First recorded activity by ChessBanter: Jan 2005
Posts: 3
Post

Quote:
Originally Posted by Miriling
Subject: Chessdon goes Zero for Zero for Ten!

On 24 October 2004 (Sam Sloan)
Date: 10/24/04 3:14 PM Eastern Daylight Time
Message-id:


On Sun, 24 Oct 2004 18:58:44 GMT,
(Sam Sloan)
wrote:


Madame Rossolimo, who outlived him and continued to operate
Rossiolimos Chess studio after he died, told me his Russian name. He
was a chess master at an early age and won some major tournaments
under his Russian name. It might be possible to find these. She had
written a biography of him and an autobiography of herself which she
read to me from time to time. She was looking for a publisher but it
needed to be translated into English. She was from Vladavostok. Her
biography seemed interesting. I wonder if it just got thrown out after
she died, or if it still exists somewhere.

Sam Sloan


I just looked up Madame Vera Rossolimo. She died on 9 June 1995. Her
Social Security Number was 080-28-6812

You can look it up at
http://ssdi.genealogy.rootsweb.com/cgi-bin/ssdi.cgi

Sam Sloan



Madame Rossolimo, who died on 9 June 1995, had a maiden name of Boudakovitch.
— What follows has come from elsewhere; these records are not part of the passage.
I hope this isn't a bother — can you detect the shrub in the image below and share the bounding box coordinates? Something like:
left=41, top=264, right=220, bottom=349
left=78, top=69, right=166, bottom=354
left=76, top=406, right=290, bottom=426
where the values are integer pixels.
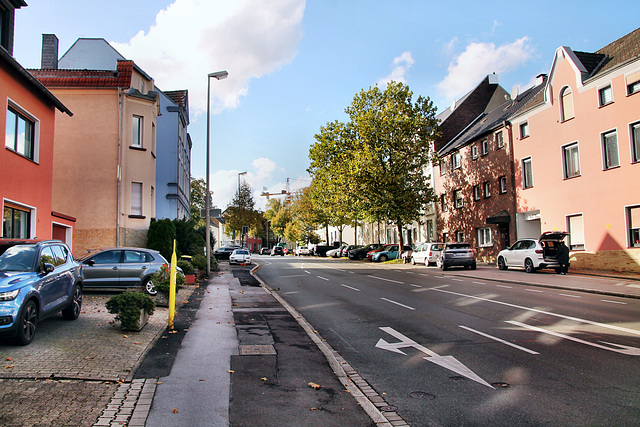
left=106, top=291, right=156, bottom=329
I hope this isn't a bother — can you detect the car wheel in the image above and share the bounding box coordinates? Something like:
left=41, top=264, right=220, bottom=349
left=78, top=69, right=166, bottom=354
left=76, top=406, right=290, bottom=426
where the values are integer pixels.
left=16, top=300, right=38, bottom=345
left=524, top=258, right=536, bottom=273
left=142, top=277, right=158, bottom=295
left=62, top=285, right=82, bottom=320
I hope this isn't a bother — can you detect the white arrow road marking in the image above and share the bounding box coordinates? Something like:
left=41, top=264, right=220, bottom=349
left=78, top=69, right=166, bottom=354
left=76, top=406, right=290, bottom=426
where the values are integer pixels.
left=376, top=327, right=493, bottom=388
left=507, top=320, right=640, bottom=356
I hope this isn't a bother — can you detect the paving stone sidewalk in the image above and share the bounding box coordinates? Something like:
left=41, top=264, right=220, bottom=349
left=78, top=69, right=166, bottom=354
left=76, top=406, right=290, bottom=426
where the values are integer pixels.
left=0, top=287, right=194, bottom=427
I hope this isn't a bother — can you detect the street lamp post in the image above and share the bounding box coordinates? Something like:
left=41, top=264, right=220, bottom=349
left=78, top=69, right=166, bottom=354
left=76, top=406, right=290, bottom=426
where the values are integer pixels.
left=205, top=71, right=229, bottom=278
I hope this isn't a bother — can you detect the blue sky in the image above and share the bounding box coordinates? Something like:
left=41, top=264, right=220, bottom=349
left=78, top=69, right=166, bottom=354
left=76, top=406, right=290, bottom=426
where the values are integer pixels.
left=14, top=0, right=640, bottom=208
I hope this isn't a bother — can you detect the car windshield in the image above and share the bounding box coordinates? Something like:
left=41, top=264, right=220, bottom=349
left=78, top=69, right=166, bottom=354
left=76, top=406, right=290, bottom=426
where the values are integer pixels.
left=447, top=243, right=471, bottom=249
left=0, top=245, right=37, bottom=272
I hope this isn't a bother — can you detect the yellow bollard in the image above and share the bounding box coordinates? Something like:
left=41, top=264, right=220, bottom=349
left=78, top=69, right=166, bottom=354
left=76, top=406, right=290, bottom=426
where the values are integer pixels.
left=169, top=239, right=177, bottom=329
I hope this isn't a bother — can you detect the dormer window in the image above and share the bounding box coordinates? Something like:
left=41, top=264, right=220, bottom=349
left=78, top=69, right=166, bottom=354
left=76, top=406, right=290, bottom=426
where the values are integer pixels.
left=560, top=86, right=575, bottom=122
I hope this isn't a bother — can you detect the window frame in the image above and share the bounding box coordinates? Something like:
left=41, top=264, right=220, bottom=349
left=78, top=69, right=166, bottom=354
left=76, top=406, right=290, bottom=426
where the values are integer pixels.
left=518, top=120, right=531, bottom=139
left=498, top=175, right=507, bottom=194
left=629, top=121, right=640, bottom=163
left=562, top=141, right=581, bottom=179
left=520, top=156, right=533, bottom=190
left=478, top=227, right=493, bottom=248
left=4, top=99, right=40, bottom=163
left=131, top=114, right=144, bottom=148
left=558, top=86, right=576, bottom=123
left=598, top=82, right=614, bottom=108
left=600, top=129, right=620, bottom=170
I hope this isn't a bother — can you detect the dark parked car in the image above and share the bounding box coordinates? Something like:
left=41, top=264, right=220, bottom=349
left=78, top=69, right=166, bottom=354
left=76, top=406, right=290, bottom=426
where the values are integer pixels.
left=438, top=243, right=476, bottom=270
left=349, top=243, right=382, bottom=260
left=79, top=248, right=169, bottom=295
left=213, top=246, right=241, bottom=259
left=0, top=240, right=83, bottom=345
left=271, top=246, right=284, bottom=256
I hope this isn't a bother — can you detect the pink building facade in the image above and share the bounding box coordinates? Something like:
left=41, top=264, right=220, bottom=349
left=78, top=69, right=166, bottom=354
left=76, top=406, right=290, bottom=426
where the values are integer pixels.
left=511, top=28, right=640, bottom=272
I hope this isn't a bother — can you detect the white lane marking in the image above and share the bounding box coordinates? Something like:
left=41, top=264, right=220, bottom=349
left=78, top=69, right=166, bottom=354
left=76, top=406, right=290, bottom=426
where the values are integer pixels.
left=458, top=325, right=540, bottom=354
left=380, top=298, right=415, bottom=310
left=376, top=327, right=493, bottom=388
left=558, top=294, right=582, bottom=298
left=507, top=320, right=640, bottom=356
left=367, top=275, right=404, bottom=285
left=600, top=299, right=627, bottom=305
left=428, top=288, right=640, bottom=335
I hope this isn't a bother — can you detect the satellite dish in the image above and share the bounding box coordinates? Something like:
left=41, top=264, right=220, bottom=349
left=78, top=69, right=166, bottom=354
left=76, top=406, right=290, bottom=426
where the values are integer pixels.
left=511, top=86, right=519, bottom=101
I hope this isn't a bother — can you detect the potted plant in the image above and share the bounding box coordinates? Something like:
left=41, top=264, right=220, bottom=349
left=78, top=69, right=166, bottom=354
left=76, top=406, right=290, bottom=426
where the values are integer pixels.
left=106, top=291, right=156, bottom=331
left=151, top=264, right=185, bottom=307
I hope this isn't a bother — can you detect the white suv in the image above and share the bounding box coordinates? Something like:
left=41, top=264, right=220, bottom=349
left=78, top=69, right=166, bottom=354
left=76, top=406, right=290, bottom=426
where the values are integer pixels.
left=498, top=231, right=569, bottom=273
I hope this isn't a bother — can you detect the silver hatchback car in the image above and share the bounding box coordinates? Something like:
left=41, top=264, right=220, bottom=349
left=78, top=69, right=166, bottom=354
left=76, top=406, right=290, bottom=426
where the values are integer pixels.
left=79, top=248, right=169, bottom=295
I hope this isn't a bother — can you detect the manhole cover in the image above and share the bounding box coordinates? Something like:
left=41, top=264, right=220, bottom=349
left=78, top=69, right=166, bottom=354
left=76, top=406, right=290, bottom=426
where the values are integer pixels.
left=491, top=382, right=509, bottom=388
left=409, top=391, right=436, bottom=400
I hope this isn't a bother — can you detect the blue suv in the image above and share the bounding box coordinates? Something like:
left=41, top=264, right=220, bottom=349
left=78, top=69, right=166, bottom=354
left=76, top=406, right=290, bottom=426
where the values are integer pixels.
left=0, top=240, right=82, bottom=345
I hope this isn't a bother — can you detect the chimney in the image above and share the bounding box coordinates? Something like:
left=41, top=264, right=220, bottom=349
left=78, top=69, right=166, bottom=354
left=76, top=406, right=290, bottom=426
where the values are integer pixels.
left=40, top=34, right=58, bottom=70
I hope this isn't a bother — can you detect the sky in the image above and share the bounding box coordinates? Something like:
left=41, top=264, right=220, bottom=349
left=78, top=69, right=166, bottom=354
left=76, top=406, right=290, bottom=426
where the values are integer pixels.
left=14, top=0, right=640, bottom=209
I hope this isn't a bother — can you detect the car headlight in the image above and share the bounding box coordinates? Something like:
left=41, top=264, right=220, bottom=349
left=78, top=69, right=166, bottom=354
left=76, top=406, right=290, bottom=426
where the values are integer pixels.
left=0, top=289, right=20, bottom=301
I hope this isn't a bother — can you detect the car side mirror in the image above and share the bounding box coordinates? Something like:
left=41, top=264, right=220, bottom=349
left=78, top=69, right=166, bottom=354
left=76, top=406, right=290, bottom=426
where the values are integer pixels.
left=42, top=262, right=55, bottom=276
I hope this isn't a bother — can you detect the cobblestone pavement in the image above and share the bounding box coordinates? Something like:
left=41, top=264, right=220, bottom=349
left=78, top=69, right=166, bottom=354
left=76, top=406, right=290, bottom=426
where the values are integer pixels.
left=0, top=287, right=193, bottom=427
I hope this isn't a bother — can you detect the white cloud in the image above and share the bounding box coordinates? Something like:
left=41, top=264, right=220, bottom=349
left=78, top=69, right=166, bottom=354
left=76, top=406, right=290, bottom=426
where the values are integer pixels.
left=111, top=0, right=305, bottom=114
left=378, top=51, right=415, bottom=86
left=438, top=36, right=534, bottom=100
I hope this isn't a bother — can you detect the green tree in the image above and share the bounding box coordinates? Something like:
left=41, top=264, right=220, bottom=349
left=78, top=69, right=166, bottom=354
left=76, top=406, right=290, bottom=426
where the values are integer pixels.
left=224, top=182, right=262, bottom=241
left=308, top=82, right=438, bottom=252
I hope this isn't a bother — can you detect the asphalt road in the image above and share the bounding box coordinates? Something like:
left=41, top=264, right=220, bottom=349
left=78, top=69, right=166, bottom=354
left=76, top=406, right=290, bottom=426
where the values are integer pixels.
left=256, top=256, right=640, bottom=426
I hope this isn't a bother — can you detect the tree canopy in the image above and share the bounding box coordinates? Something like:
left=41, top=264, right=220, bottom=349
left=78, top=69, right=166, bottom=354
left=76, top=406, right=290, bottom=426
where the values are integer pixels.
left=308, top=82, right=438, bottom=251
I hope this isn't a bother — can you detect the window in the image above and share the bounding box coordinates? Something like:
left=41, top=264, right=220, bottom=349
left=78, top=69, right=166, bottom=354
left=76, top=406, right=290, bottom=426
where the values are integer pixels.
left=453, top=190, right=464, bottom=209
left=625, top=71, right=640, bottom=95
left=522, top=157, right=533, bottom=188
left=567, top=214, right=584, bottom=251
left=478, top=227, right=493, bottom=247
left=602, top=131, right=620, bottom=169
left=630, top=122, right=640, bottom=163
left=131, top=116, right=143, bottom=148
left=131, top=182, right=142, bottom=216
left=520, top=122, right=529, bottom=139
left=560, top=86, right=574, bottom=122
left=598, top=85, right=613, bottom=107
left=4, top=107, right=35, bottom=161
left=473, top=185, right=480, bottom=200
left=627, top=206, right=640, bottom=248
left=500, top=176, right=507, bottom=194
left=451, top=152, right=462, bottom=169
left=2, top=203, right=31, bottom=239
left=562, top=142, right=580, bottom=179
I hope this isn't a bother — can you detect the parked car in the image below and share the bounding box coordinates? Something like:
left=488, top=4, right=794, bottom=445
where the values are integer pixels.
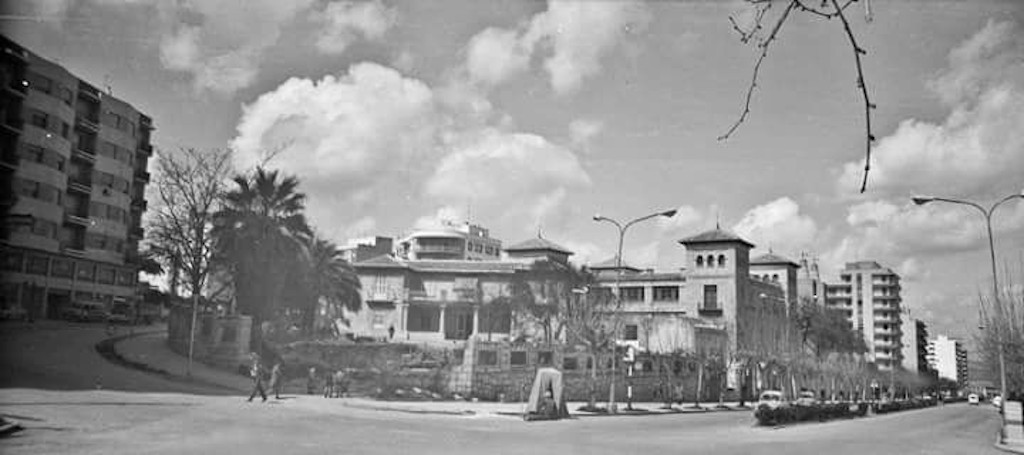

She and Nicholas had one son, Alexander, who lives in Massachusetts. Dr.
Alexander N. Rossolimo, who is 65 years old, is president of Strategy
Associates International. He is an expert on nuclear terrorism.
By the way, Nicholas Rossolimo's father was Spiridon Rossolimo and his mother
was Xenia N. Skugarevsky. His paternal grandfather was Nicholas Rossolimo.
I think if one were to contact Dr. Alexander Rossolimo, c/o Strategy Associates
International in Massachusetts, one might find out for sure if his father's
real last name something other than Rossolimo. All signs still point to
Rossolimo being his real last name.

George Mirijanian

My father's name at birth in 1910 was (in Russian) Nikolai Spiridonovich Rossolimo. The middle patronymic comes from his father Spiridon N. Rossolimo. Born in Kiev in 1910, my father moved to Moscow in the early 1920s with his mother, where she was accused of being a “polyglot” and thrown into a Soviet jail for a year. A highly-educated woman, she spoke four languages – Russian, English, German and French – nearly perfectly. She had been a war correspondent in Manchuria during the Russo-Japanese War of 1904-05, writing for Russian and English newspapers. Following her release from prison, she worked for a major Soviet book publisher in Moscow. During that period, my father had a number of chess studies published under his name Nikolai Rossolimo, and told me he became junior chess champion of Moscow. My father and his mother emigrated to France in 1929. Interestingly, my father had an excellent ear for languages. Although he arrived in Paris at age 19 not knowing any French, he learned to speak the language almost like a native. It was only when I was about ten that I began noticing a very slight accent in his French. Many people thought he was a French-speaking Belgian. However, much later, after living in the U.S. for 10 years, his French took on a noticeable Russian accent, perhaps from lack of practice in the language.